360 Miles--some smart--some not so smart

A couple weeks ago I had the weather and the schedule to allow me to ride to work pretty much every day.  Rather than take the straight shot home each night, i delved off onto some of the back roads to get to my house.  Each day I felt a bit more confident on the roads--i knew where the gravel seemed to be accumulating, had a sense of the traffic--and started upping the speeds.  Found the bike sliding in some sharper corners but I attributed it to dust on the road.  Turns out, as a co-worker pointed out to me, my front tire was showing the tread wear bars.  The back was center-worn from all the highway rides to and from work, but I hadn't really noticed the front getting that bad that quickly.  so....a few calls around town and i lined up some tires from my local shop.  Continental Conti Motions...$253 installed...a pretty good deal.
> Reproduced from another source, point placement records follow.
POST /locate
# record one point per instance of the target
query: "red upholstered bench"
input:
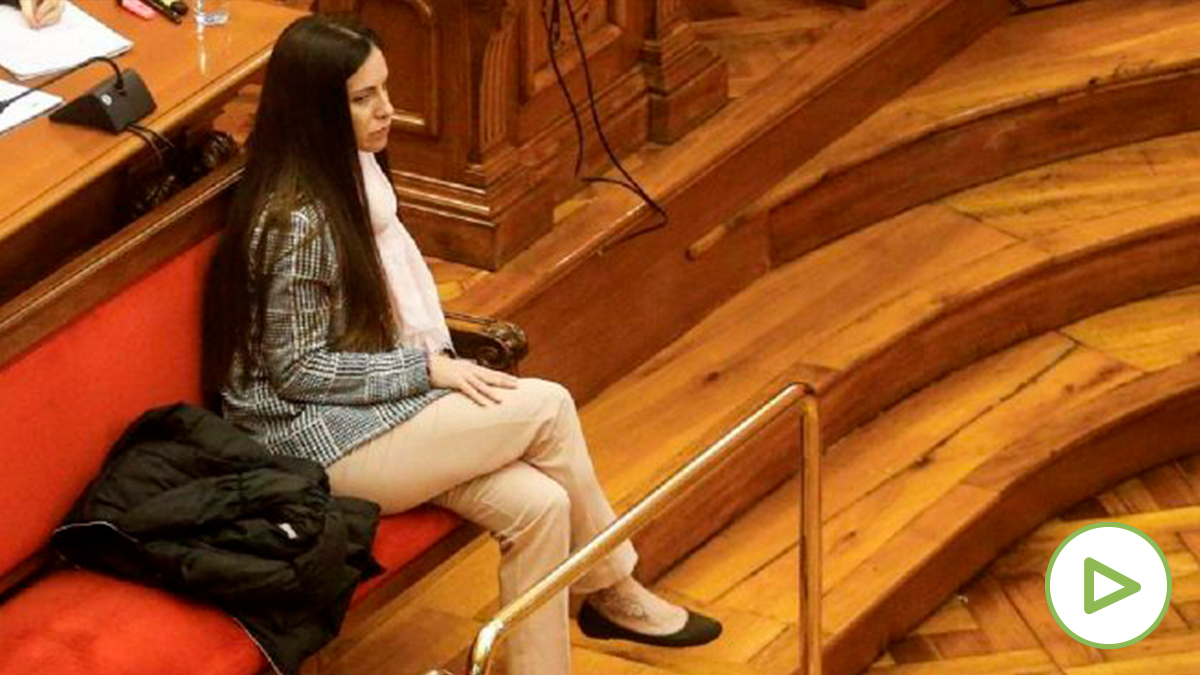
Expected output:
(64, 400)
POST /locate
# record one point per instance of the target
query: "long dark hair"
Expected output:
(301, 151)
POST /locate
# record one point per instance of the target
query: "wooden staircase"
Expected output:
(971, 348)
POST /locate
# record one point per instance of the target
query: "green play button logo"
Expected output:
(1081, 590)
(1091, 568)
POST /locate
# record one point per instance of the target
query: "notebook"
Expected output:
(25, 109)
(27, 52)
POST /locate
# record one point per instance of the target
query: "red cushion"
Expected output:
(61, 407)
(82, 623)
(403, 537)
(67, 400)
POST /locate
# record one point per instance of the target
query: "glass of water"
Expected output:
(211, 12)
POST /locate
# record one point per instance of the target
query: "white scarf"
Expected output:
(411, 287)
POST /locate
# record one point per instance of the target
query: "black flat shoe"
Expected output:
(699, 629)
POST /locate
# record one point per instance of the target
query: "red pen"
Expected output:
(137, 7)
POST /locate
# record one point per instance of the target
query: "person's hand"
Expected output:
(477, 382)
(41, 13)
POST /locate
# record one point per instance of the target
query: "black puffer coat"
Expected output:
(187, 502)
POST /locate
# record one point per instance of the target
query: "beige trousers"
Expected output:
(521, 470)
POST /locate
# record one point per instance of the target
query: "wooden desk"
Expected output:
(59, 185)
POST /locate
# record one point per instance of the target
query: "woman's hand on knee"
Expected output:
(477, 382)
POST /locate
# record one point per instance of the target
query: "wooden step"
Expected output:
(1162, 502)
(576, 292)
(870, 320)
(1042, 87)
(901, 488)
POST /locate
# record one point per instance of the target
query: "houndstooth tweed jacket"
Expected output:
(299, 396)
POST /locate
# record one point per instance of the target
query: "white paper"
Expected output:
(25, 109)
(27, 52)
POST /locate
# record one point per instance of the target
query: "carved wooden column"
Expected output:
(688, 82)
(484, 144)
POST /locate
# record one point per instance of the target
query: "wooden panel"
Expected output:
(60, 197)
(1155, 334)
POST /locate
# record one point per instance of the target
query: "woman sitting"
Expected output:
(327, 339)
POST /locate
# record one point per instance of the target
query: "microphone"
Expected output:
(112, 105)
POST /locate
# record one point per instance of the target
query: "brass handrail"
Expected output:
(655, 502)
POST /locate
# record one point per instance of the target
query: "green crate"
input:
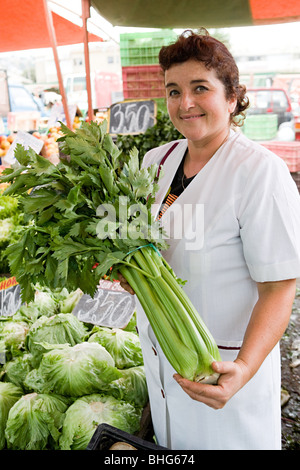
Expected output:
(143, 48)
(261, 127)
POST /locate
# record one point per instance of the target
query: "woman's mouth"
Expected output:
(190, 117)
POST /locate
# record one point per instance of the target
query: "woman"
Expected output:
(241, 269)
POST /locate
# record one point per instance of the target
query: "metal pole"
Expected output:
(85, 7)
(52, 36)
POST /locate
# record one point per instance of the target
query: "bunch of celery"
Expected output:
(90, 216)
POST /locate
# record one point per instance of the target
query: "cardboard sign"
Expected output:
(131, 117)
(111, 306)
(26, 140)
(10, 297)
(58, 114)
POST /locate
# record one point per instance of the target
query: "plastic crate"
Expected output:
(143, 81)
(105, 436)
(261, 127)
(288, 151)
(143, 48)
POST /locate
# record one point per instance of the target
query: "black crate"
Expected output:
(105, 436)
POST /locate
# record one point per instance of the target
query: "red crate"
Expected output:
(143, 81)
(288, 151)
(296, 178)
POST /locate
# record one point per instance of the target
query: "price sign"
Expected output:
(10, 297)
(26, 140)
(58, 114)
(111, 306)
(131, 117)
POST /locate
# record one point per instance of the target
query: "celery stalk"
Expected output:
(182, 335)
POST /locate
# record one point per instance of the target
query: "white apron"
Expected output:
(249, 208)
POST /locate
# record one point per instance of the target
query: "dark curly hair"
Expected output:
(215, 55)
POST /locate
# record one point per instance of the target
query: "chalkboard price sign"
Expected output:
(111, 306)
(131, 117)
(10, 297)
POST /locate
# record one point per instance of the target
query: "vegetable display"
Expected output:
(90, 216)
(11, 219)
(56, 386)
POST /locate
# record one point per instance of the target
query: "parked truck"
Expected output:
(106, 89)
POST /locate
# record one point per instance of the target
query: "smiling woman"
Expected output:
(240, 278)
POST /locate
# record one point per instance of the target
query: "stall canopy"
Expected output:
(23, 26)
(197, 13)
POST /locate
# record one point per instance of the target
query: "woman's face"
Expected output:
(196, 102)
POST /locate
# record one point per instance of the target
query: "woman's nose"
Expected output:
(187, 101)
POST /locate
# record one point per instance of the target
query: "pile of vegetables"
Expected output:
(60, 377)
(91, 217)
(11, 219)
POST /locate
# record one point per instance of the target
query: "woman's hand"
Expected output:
(233, 376)
(125, 284)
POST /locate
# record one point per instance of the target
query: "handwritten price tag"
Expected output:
(131, 117)
(10, 297)
(111, 306)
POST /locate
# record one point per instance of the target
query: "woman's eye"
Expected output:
(201, 88)
(173, 92)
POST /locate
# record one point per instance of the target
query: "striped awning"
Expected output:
(197, 13)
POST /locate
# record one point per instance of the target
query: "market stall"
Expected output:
(58, 363)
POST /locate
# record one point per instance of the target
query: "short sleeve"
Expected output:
(269, 218)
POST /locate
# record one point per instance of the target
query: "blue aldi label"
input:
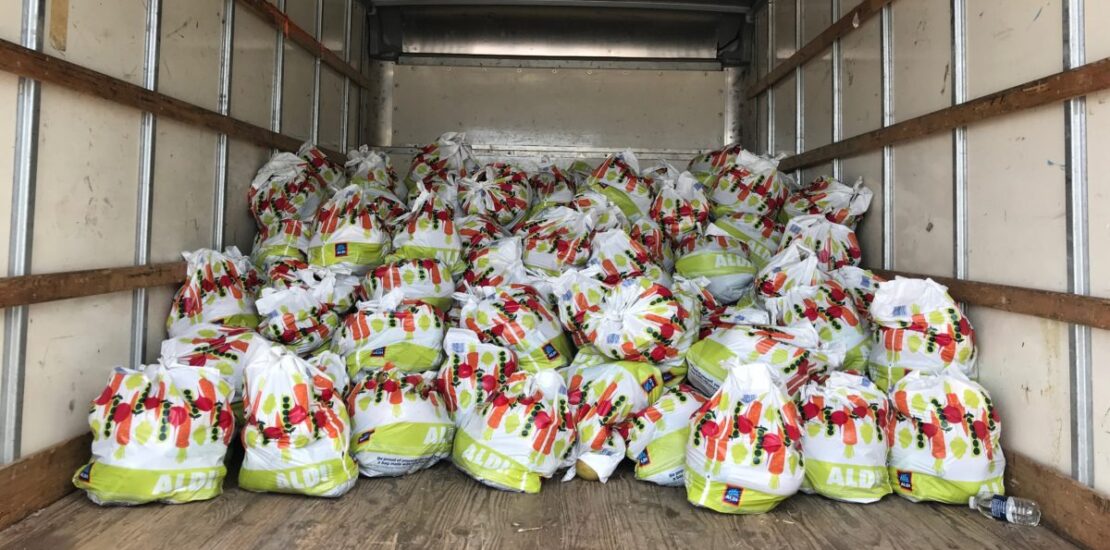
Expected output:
(733, 495)
(906, 480)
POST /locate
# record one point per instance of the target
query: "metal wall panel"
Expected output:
(869, 231)
(252, 70)
(860, 79)
(1022, 361)
(922, 77)
(1098, 172)
(189, 57)
(786, 115)
(106, 36)
(924, 231)
(556, 107)
(1012, 41)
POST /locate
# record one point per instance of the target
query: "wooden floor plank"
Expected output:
(443, 508)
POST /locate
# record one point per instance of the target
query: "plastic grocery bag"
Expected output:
(389, 330)
(618, 257)
(286, 187)
(848, 432)
(618, 179)
(793, 353)
(749, 183)
(399, 423)
(860, 283)
(602, 397)
(448, 155)
(429, 231)
(520, 319)
(349, 233)
(477, 231)
(331, 172)
(744, 452)
(517, 437)
(426, 280)
(159, 435)
(298, 432)
(656, 436)
(280, 241)
(946, 440)
(648, 235)
(556, 239)
(919, 328)
(225, 349)
(252, 277)
(835, 245)
(720, 259)
(371, 169)
(500, 191)
(680, 207)
(213, 292)
(295, 317)
(638, 320)
(826, 196)
(760, 233)
(474, 372)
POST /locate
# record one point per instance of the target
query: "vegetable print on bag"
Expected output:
(159, 435)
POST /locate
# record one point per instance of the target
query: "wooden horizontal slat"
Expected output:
(1059, 87)
(43, 68)
(1069, 508)
(44, 288)
(1062, 307)
(817, 46)
(304, 39)
(38, 480)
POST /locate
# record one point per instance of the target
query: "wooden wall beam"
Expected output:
(1069, 508)
(48, 69)
(851, 20)
(44, 288)
(1062, 86)
(1062, 307)
(304, 39)
(39, 480)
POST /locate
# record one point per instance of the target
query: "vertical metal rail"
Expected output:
(145, 199)
(772, 57)
(1079, 341)
(19, 245)
(959, 141)
(837, 97)
(319, 31)
(223, 106)
(799, 108)
(344, 123)
(888, 151)
(279, 82)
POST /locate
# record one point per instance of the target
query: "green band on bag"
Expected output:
(314, 480)
(109, 483)
(853, 482)
(727, 499)
(405, 439)
(482, 462)
(713, 265)
(406, 357)
(918, 487)
(356, 253)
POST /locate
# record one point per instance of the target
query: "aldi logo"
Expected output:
(733, 495)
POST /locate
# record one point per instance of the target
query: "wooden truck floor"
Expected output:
(443, 508)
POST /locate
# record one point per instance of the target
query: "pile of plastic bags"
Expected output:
(709, 325)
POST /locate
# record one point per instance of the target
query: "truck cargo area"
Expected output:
(955, 150)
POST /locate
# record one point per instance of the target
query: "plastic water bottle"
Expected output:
(1015, 510)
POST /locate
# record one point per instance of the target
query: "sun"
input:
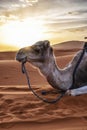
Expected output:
(23, 33)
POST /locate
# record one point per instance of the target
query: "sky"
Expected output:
(24, 22)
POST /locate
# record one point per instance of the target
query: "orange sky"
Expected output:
(24, 22)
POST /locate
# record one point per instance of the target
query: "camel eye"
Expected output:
(37, 50)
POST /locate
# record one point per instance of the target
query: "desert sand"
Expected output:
(21, 110)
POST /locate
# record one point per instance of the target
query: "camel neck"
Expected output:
(52, 73)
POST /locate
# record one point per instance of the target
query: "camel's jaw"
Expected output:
(20, 58)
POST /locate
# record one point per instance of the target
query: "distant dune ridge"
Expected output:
(21, 110)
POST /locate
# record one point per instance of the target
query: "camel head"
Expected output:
(37, 54)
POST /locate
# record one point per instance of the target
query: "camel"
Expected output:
(41, 56)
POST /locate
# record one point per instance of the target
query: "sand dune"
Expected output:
(20, 109)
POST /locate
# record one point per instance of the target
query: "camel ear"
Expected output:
(47, 43)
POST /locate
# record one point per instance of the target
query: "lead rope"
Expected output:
(62, 94)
Yesterday I rode down to the shop and had them popped on...left the shop and head to Madison to meet Marcia as she had a class down there over the weekend into next week.  I had about 40 miles on the tires and took a really nice 270 degree, slightly downhill, positive camber freeway exchange.  Felt like the bike was going to lean forever, i instantly liked them.  The ride from La Crosse to Madison is about 135 miles of boring highway.  there are better ways to go, but I was on a time schedule--so i substituted with getting on and off the highway on the interesting looking exits.  The new tires stuck really well.

Took one side cut into Madison through Barraboo.  The road has some really nice, fast bends and a shot through three traffic circles (when times are tough you get your corners where you can).  The fast sweepers were so easily dispatched at 100mph it was scary.  The Concours has always felt like it handled well, but the new tires took it up a level.

So...the ride down was as good as I could make it--for a straight shot make some time ride. But, preparedness is something we motorcyclists are supposed to take seriously--and i blew it.  See I forgot to bring a clear face shield for my helmet and my two and a half hour ride would see me heading home in the dark for the last 45 minutes or so.  now if you don't live in Wisconsin you probably don't get to see the hundreds of dead deer along the roads that we Wisconsinites do each year.    That thought reminded me of a ride home from Sturgis i did with my friend Dave Withrow

Here is the short version--We rolled out of Spearfish at about 9 am...expecting to do a 500-600 mile day and find a hotel when we got tired.  Sometime just after Denver where the temperature was about 60--a sharp contrast to the 90 degree temps of Spearfish when we left, we found out that Colorado was pretty much sold out of hotel rooms.  There were about 10 different festivals going on and hotels were a commodity.  but about the 750 mile mark in the day darkness had come upon us and we were coming through the fairly unpopulated part of the state.  I dropped speed dramatically and at the next gas stop Dave starts yelling at me the minute my helmet came off "why did you slow down?  I was going crazy behind you going that slow!"  I said "didn't you see the hundreds of deer on the side of the road?" Dave suddenly smiled and said "um, no.  Notice the dark face shield i have on?  I can't see anything but your taillight.  OK, you go ahead and set the pace"... we ended up finding a hotel at about the 900 mile mark, at about 3 a.m..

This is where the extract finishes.